Back in Ethiopia, during their long exile, the Jewish community gathered on mountaintops to pray and hear words of Torah. Nowadays Ethiopian Jews in Israel gather at the Tayelet, a large plaza which overlooks the Old City of Jerusalem, to recall their years of exile and to celebrate their reunion with the Jews of the world in Israel. They welcome Jews of all backgrounds to the celebration.

They campaigned for many years for the inclusion of Sigd as an official Jewish holiday in Israel; that quest was successful in 2008.

For photographs of the celebration in 2017, see this Times of Israel article by David Sedly,

While I am not aware of American Jewish celebrations of Sigd (please correct me in the comments if I’m wrong!) this seems to me to be a wonderful opportunity for celebrating the Torah here as well. What if our religious schools took this holiday as an opportunity for learning about the diversity of Jewish ethnicities and expressions in the world?

Chodesh Tov: It’s Cheshvan

Chodesh Tov!  [Happy (new) month!]

That’s the traditional greeting for every new month. The moon is key to the Jewish calendar, and every new moon is a new month, a Rosh Chodesh.

The month of Cheshvan is the quietest month of the Jewish year – no holidays, no fasts, just quiet. And really, after the last six weeks, it’s time for a little quiet. The only exception is the Ethiopian Jewish holiday of Sigd, which is celebrated in Israel on the 29th of CheshvanSigd falls on the 50th day after Yom Kippur (just as Shavuot is 50 days after the first night of Passover) and in Ethiopian Jewish tradition, it is the day to celebrate God revealing Godself to Moses.
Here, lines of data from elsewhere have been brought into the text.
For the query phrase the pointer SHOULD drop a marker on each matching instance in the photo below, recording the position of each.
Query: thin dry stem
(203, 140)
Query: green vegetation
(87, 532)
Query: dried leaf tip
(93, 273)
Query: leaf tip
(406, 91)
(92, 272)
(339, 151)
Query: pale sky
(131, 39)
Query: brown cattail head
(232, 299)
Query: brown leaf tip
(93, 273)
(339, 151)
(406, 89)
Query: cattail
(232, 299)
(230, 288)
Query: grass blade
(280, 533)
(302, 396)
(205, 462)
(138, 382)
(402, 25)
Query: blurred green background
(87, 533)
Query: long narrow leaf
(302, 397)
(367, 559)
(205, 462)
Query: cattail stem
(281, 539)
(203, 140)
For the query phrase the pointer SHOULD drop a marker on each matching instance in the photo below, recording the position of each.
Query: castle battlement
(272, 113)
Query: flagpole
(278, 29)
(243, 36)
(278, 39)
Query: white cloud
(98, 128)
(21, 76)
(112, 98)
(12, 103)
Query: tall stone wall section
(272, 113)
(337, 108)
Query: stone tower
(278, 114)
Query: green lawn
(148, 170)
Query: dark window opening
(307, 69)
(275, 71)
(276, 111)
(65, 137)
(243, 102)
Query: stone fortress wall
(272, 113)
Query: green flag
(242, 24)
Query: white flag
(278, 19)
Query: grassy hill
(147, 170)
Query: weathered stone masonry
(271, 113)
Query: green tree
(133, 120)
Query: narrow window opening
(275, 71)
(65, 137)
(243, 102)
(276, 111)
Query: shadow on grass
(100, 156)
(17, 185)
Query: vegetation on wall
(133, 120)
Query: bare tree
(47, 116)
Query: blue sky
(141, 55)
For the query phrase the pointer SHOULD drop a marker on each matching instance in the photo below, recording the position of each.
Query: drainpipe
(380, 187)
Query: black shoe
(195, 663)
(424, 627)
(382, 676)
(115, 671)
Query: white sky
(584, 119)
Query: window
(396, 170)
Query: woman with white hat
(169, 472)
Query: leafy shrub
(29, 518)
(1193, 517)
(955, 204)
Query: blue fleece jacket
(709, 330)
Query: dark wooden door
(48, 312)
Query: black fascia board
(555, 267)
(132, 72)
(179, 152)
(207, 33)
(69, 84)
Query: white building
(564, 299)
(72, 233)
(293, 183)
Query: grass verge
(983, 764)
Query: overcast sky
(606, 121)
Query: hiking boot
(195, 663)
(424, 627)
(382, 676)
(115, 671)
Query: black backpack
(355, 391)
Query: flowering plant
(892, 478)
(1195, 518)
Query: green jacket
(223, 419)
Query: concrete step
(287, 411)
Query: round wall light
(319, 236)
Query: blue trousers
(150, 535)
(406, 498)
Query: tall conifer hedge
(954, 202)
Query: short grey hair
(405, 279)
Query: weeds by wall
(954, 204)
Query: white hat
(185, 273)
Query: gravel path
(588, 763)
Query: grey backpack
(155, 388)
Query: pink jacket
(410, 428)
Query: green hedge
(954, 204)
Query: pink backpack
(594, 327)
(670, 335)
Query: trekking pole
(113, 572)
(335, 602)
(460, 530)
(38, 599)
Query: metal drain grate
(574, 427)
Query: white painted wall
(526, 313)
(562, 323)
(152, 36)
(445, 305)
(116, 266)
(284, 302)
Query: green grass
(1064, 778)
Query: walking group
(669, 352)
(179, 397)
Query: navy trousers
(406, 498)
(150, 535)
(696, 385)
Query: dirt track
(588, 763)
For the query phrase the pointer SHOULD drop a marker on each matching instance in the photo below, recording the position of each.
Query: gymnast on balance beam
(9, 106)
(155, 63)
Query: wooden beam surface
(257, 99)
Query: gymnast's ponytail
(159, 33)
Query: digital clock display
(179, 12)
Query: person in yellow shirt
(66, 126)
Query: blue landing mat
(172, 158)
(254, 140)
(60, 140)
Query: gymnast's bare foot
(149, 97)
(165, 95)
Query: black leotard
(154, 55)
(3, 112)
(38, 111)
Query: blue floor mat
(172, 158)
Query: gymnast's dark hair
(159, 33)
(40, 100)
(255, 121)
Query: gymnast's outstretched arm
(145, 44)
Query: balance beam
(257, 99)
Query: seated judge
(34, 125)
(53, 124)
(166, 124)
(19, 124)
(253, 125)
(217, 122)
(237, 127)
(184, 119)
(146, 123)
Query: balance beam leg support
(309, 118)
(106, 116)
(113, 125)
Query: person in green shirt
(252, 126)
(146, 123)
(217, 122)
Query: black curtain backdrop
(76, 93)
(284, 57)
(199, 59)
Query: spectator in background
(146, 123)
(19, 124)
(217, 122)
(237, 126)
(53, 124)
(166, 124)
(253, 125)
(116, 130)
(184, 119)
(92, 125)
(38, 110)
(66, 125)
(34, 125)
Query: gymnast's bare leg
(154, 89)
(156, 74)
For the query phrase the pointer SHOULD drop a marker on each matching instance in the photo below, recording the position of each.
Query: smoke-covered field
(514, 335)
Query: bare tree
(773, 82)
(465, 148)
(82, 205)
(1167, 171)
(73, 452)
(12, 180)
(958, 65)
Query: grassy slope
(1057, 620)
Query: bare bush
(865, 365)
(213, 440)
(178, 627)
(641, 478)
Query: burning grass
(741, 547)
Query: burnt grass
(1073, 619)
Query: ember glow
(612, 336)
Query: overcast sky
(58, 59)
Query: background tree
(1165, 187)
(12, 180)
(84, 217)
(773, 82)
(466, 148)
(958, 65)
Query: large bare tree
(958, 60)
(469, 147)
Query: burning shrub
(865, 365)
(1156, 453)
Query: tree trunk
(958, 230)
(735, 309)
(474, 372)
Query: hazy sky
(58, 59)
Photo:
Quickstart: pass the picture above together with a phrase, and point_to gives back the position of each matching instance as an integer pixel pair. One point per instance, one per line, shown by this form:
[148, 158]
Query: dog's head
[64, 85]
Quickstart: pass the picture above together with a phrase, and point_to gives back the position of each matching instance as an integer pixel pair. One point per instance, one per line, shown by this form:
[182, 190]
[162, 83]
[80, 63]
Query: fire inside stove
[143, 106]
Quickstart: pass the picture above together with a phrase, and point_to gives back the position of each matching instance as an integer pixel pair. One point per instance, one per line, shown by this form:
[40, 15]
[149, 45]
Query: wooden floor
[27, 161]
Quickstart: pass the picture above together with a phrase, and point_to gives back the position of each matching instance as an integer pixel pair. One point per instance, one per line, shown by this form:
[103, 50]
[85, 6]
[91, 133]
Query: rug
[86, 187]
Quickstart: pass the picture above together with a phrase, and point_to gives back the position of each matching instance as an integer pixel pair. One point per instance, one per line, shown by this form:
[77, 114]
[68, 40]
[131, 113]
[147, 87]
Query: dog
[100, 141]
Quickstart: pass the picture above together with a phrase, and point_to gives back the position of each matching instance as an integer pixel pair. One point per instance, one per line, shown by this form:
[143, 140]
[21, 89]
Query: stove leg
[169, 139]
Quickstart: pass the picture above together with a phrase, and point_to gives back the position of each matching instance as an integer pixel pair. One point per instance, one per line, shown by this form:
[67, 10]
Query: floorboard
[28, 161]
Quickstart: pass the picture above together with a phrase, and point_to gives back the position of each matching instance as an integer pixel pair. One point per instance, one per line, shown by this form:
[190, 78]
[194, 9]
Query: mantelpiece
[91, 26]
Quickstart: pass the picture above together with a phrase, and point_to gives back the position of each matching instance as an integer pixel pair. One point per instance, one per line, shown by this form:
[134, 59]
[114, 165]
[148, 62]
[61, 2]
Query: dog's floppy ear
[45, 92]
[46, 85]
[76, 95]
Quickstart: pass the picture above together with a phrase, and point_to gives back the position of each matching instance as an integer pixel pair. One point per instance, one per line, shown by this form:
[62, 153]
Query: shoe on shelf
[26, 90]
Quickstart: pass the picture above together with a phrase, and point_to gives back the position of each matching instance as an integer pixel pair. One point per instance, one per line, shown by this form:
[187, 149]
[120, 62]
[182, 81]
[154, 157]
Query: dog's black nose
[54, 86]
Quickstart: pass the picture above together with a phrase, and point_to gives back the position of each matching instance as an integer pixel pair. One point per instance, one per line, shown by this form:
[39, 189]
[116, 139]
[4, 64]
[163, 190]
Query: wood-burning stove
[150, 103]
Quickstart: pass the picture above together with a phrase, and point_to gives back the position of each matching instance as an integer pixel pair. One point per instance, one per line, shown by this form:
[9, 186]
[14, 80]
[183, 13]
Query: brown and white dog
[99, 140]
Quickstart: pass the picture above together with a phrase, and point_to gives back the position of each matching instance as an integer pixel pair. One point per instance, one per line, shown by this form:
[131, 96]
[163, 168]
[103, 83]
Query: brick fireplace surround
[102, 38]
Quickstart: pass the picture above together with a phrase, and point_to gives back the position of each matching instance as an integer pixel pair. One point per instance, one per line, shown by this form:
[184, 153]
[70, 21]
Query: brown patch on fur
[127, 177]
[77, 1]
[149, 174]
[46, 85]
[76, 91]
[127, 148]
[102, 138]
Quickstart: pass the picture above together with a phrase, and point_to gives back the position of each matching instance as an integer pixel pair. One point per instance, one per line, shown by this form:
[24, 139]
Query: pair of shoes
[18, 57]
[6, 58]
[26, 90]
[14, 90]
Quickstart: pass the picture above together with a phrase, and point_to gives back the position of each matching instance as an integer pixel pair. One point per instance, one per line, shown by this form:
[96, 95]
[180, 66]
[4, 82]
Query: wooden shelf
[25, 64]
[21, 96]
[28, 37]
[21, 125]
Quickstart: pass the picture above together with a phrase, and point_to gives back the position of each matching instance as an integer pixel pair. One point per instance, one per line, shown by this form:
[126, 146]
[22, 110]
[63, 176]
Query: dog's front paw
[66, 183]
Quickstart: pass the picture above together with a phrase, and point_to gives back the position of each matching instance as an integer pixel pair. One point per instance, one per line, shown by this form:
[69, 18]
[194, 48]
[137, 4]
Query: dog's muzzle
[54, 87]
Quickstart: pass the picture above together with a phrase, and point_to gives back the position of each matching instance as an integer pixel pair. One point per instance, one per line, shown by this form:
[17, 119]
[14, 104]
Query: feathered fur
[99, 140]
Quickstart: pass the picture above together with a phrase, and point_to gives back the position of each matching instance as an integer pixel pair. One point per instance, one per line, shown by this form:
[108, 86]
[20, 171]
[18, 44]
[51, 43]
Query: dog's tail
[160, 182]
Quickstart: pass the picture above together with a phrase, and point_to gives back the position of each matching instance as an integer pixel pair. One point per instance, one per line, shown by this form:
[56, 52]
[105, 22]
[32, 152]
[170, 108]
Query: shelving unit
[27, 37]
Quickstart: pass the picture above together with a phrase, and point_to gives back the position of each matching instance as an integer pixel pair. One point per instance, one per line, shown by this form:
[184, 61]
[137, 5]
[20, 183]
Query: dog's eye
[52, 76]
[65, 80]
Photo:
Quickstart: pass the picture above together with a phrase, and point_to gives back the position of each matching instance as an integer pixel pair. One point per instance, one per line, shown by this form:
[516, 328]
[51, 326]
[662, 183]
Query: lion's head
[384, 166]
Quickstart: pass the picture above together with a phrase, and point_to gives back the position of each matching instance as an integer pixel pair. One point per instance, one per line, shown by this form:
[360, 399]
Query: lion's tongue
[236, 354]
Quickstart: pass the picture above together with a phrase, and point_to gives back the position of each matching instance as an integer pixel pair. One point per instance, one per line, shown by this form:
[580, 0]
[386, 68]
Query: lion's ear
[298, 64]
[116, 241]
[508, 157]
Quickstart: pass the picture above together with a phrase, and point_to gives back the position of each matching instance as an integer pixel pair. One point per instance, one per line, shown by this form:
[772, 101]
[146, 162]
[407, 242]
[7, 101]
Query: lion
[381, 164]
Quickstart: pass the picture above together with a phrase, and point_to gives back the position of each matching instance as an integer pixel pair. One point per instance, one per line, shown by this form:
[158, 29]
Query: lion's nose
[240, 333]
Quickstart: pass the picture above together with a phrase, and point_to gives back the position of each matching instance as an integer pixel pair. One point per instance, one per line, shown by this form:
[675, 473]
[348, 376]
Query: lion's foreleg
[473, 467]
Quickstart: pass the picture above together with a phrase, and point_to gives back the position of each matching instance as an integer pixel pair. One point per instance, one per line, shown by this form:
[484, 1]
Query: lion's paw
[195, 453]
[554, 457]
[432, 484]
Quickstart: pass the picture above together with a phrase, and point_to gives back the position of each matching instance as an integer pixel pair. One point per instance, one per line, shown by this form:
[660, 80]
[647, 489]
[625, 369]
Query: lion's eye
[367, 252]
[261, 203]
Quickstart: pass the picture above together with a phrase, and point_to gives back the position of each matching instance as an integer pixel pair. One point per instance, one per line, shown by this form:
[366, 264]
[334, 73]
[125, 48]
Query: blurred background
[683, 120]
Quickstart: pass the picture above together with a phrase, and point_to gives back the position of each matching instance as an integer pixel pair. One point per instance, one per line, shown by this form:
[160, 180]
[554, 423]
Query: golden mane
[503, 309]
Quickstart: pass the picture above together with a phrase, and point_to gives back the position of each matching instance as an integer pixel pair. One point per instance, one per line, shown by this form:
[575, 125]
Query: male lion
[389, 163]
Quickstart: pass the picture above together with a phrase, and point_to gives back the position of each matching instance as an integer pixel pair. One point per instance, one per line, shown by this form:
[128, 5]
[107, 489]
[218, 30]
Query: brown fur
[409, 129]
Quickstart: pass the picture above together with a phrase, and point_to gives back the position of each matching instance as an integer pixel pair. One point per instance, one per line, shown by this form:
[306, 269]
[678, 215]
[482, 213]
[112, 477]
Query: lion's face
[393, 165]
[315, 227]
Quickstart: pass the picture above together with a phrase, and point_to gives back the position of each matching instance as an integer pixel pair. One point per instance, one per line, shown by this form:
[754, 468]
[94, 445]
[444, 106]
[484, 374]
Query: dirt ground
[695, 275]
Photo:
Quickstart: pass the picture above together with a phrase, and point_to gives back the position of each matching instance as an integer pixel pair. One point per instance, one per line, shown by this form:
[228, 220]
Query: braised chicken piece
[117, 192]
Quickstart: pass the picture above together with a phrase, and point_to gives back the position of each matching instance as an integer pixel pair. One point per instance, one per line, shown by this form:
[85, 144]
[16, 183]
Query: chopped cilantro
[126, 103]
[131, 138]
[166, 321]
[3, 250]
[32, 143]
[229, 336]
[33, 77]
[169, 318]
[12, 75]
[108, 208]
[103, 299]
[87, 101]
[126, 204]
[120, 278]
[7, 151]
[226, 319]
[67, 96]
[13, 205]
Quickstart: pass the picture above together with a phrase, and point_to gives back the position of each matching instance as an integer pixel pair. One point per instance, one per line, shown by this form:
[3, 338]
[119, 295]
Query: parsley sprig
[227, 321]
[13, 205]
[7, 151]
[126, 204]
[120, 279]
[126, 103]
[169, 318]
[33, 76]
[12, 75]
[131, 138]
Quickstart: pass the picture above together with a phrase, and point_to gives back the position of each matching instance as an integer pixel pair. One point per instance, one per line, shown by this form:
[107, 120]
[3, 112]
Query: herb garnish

For more about Sigd, there is an excellent article in the Times of Israel.

The name Cheshvan is short for Marcheshvan, the older name for the month, which comes from waraḫsamnu, the Akkadian (Mesopotamian) name meaning “eighth month.” (In Mesopotamia, the month we call Nisan is the first of the month, which is how the months were counted in Biblical times, too.)

At some point in the past someone noticed that Mar is Hebrew for “bitter,” and the tradition arose that Marcheshvan was “Bitter Cheshvan.” Indeed, there are bitter dates in the month:

12 Cheshvan – Assassination of PM Yitzhak Rabin (1995)

16 Cheshvan – Kristallnacht (1938)

Bitter though those dates may be, I wish you a gentle month of Cheshvan in 5776.